As far as the claims of “settlement expansion,” CAMERA has reported that (“Fact-Checking a Fact Check: ThinkProgress Fails on Netanyahu ‘Falsehoods,’” Nov. 17, 2015), Jewish communities in the West Bank (Judea and Samaria)—although having internal growth—have not expanded outwardly and no new settlements have been built for two decades. Elgindy also omits that in the last two decades, Israel has withdrawn its troops from most of Hebron, southern Lebanon and the Gaza Strip, and settlers also from the latter—only to be rewarded with increased Palestinian terrorist attacks.

Palestinian rejection of Israel’s right to exist in peace and as a Jewish state—implicitly agreed to by Palestinian leaders as part of the 1990s Oslo peace accords that created the PA—goes unmentioned by the Brookings fellow. So does PA rejection of offers for a “two-state” solution in 2000 at Camp David, 2001 at Taba and 2008 after the Annapolis Conference. In 2014, PA President Mahmoud Abbas turned down U.S. Secretary of State John Kerry’s offer to restart negotiations, potentially leading to such an outcome.

Incredibly, Elgindy failed to mention that Abbas rejected another “U.S. peace proposal” on March 9, 2016—twelve days before his Brookings article was published (“Abbas Rejects U.S. Peace Proposal, Again,” The Tower, March 11, 2016).
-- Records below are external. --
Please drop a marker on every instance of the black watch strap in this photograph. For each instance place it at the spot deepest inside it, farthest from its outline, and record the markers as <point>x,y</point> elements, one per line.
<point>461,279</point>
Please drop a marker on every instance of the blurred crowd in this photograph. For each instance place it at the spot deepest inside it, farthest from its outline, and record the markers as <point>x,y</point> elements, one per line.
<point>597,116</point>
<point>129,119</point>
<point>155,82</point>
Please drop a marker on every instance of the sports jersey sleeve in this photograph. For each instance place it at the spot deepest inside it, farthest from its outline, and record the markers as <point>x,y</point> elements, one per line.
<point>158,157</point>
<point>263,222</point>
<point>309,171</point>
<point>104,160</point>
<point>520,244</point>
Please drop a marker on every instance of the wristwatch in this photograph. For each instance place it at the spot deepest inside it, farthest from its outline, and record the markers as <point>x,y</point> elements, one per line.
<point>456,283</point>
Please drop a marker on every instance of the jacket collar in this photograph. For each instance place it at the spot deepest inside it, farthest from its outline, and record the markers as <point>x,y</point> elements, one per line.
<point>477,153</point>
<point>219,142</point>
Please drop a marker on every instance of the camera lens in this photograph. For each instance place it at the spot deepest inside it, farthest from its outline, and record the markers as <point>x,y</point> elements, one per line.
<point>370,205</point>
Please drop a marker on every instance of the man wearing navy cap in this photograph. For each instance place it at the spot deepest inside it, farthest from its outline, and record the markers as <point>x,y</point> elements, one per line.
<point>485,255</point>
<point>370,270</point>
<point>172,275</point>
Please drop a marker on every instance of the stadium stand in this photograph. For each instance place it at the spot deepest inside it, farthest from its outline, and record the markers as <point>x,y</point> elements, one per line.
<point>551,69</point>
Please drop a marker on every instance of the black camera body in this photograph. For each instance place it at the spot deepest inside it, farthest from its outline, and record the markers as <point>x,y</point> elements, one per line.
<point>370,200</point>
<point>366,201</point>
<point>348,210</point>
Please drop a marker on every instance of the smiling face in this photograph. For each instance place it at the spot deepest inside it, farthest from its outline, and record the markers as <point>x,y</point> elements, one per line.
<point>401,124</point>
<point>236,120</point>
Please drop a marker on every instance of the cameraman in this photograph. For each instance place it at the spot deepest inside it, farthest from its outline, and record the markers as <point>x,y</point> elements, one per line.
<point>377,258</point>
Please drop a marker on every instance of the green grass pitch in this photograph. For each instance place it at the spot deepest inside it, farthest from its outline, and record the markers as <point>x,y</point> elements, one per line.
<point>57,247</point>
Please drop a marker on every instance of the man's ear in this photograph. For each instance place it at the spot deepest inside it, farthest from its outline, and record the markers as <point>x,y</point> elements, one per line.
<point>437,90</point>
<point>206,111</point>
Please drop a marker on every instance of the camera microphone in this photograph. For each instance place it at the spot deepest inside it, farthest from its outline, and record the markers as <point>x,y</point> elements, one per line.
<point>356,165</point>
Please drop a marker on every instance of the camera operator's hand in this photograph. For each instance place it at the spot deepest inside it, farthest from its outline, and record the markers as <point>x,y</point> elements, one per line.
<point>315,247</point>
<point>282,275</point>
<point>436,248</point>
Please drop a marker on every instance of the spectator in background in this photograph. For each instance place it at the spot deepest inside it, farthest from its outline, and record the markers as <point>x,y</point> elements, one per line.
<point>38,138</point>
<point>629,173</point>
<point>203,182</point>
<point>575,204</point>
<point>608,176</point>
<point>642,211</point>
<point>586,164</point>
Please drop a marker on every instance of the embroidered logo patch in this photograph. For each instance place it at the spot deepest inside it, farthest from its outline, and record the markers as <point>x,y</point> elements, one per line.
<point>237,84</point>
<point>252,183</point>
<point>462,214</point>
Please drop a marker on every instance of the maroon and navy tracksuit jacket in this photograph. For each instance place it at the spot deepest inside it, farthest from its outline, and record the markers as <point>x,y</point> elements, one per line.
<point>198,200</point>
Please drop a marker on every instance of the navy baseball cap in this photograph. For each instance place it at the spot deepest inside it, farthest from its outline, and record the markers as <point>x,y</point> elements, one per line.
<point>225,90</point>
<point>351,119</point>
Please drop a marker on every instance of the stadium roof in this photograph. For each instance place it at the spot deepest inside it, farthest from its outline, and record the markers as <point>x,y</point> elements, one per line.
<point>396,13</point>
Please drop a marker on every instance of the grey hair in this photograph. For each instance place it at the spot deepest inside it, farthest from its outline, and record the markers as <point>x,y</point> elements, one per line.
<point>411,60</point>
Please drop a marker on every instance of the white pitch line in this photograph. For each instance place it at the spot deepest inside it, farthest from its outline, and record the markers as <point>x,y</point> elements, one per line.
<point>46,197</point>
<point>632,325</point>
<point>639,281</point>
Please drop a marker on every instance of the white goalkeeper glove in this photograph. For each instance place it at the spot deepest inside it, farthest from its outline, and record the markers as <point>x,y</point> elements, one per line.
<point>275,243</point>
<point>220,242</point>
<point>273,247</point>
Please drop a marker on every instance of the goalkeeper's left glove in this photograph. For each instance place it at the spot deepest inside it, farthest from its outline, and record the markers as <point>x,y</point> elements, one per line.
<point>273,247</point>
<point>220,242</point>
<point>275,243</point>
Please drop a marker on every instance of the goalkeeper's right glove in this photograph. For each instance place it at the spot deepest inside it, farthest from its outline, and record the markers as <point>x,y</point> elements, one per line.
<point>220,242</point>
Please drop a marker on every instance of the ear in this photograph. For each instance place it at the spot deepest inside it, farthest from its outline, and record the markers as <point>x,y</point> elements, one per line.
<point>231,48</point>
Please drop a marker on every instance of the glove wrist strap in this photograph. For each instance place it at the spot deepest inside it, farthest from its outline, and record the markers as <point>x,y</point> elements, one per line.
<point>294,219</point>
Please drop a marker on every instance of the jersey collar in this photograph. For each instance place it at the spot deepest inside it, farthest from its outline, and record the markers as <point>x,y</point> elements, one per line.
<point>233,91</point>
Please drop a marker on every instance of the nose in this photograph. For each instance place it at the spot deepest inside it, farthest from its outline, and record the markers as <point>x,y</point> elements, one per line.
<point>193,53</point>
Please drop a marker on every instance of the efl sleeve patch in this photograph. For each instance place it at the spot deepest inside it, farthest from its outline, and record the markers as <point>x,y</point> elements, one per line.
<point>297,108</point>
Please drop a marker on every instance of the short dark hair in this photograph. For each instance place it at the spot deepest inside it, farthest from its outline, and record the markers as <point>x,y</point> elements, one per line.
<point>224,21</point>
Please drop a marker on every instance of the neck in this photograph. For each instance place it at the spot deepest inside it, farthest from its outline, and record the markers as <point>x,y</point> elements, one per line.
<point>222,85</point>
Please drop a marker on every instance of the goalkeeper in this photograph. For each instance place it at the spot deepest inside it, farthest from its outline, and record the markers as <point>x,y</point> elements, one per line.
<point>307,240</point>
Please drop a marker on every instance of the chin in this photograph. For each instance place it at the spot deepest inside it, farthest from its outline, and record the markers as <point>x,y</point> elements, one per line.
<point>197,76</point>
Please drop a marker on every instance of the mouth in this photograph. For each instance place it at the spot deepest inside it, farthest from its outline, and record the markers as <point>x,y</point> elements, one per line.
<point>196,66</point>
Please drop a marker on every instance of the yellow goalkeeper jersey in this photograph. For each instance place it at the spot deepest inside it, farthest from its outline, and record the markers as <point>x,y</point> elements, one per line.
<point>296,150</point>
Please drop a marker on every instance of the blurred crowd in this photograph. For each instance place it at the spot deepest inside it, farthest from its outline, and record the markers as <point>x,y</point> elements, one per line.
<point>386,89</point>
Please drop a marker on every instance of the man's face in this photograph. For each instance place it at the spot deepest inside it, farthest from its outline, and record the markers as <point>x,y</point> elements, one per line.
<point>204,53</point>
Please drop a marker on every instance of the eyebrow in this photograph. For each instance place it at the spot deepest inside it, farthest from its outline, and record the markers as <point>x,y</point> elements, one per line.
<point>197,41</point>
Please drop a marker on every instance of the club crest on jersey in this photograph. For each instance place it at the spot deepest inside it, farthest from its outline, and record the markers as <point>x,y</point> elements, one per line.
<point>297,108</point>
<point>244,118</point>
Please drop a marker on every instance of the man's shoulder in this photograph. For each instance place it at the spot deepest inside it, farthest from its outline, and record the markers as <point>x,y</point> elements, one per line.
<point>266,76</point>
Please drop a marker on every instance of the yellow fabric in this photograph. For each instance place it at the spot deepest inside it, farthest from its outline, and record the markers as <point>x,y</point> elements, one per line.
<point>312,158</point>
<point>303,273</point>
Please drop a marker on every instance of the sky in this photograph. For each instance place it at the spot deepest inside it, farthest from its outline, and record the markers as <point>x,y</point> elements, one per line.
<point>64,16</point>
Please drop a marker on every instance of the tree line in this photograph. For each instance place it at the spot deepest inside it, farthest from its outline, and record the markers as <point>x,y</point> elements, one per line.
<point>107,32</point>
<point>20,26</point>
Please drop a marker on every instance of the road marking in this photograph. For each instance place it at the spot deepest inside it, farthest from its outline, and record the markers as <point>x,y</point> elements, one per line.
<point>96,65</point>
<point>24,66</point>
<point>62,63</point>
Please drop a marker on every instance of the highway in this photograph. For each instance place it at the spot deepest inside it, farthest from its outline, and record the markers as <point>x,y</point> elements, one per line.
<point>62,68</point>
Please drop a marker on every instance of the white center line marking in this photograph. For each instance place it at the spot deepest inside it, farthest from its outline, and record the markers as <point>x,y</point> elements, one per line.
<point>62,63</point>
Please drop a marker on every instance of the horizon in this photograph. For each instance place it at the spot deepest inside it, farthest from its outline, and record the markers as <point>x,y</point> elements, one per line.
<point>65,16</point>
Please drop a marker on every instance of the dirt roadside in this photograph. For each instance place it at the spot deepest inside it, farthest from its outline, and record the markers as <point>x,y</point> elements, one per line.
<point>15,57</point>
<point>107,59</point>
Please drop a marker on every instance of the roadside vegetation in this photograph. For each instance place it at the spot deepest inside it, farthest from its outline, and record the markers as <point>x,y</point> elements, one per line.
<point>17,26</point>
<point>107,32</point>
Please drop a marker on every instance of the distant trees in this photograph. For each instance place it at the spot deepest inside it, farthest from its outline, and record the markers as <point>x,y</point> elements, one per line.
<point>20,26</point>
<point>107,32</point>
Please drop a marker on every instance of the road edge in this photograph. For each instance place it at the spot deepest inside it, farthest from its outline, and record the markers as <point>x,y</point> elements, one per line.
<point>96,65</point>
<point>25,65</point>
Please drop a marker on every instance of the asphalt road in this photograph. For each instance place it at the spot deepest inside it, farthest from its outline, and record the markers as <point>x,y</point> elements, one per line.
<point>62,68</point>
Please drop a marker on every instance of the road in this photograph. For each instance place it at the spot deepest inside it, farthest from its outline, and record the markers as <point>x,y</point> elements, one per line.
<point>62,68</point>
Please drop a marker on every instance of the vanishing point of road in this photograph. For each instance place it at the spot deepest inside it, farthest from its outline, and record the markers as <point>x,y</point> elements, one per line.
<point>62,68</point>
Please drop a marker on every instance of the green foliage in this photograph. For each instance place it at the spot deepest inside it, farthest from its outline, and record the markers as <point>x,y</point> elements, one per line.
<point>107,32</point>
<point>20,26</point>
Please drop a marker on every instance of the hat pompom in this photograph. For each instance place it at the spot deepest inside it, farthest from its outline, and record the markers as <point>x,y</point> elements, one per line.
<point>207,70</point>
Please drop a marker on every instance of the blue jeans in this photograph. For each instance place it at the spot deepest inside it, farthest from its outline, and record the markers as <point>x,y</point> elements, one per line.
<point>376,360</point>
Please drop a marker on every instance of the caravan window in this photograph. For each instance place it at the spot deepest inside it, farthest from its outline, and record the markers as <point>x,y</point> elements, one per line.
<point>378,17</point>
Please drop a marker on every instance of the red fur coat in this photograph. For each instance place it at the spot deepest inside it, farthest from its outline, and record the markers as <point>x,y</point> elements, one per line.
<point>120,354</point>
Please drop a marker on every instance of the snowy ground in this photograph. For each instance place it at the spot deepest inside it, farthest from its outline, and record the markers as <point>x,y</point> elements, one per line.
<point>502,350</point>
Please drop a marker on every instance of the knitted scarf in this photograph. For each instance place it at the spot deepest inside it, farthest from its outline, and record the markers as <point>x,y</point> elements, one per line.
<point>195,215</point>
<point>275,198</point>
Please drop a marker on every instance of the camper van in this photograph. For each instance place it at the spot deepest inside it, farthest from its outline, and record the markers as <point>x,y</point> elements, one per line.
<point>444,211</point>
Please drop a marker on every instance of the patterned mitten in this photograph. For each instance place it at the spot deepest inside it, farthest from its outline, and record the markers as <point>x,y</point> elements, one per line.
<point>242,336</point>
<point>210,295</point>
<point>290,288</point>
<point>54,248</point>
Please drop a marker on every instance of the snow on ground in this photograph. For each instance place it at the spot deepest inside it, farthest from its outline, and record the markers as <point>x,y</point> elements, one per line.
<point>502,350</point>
If the lack of a Palestinian state and presence of Jewish “settlements” were really the drivers of anti-Jewish violence, the PA repeatedly has rejected opportunities to resolve the situation.
 
PA Officials Beg to Differ
 
Elgindy’s claim that Palestinian anti-Jewish violence is “politically directionless” does not pass muster either. In addition to Abbas employing the “al-Aqsa libel,” the PA has glorified those killed while attempting to murder Jews by planting trees in their names, bringing soil from al-Aqsa to their graves and paying and hosting their families.
 
Statements by PA officials also contradict Elgindy’s assertion.

According to Palestinian Media Watch (PMW), a non-profit organization that monitors Arab media in the West Bank, the Gaza Strip and eastern Jerusalem, examples of Palestinian leaders supporting anti-Israeli terrorist attacks are plentiful: PMW reports, for example, that on Dec. 30, 2015, Abbas Zaki, the Fatah central committee member and commissioner of Arab relations and relations with China, claimed that Fatah “is currently leading the mass uprising [terrorist attacks].”

As CAMERA has noted (“Where’s the Coverage? Palestinian Official Calls to ‘Intensify and Develop’ Anti-Israel Violence,” Feb. 9, 2016), Fatah’s spokesman, Fayez Abu Aita, called to “intensify and develop this popular uprising.”
 
Poll Picking and Choosing?

M
ajorities of the Palestinian public have supported their leaders’ calls for anti-Jewish violence. A Sept. 2015 poll by the Palestinian Center for Policy and Survey Research showed that 57 percent of Palestinian Arabs in the West Bank and the Gaza Strip support an intifada (violent uprising). Only 30 percent supported a one-state solution in which Arabs and Israelis “enjoy equal rights” and 58 percent oppose mutual recognition of Israel as a state for Jewish people and Palestine as a second state for Palestinian Arab people.

Elgindy was aware of this poll; he cited the same survey to show West Bank Arab dissatisfaction with Abbas. One wonders why he didn’t see fit to mention the above data on Palestinian support for terrorism.

As a widely cited think-tank, the Brookings Institution seeks to “help policymakers and the public address critical issues of freedom, prosperity and security in the 21st century.” Yet, the “view from the West Bank” depicted in Elgindy’s brief leaves readers with critically little to takeaway regarding the “stabbing intifada.”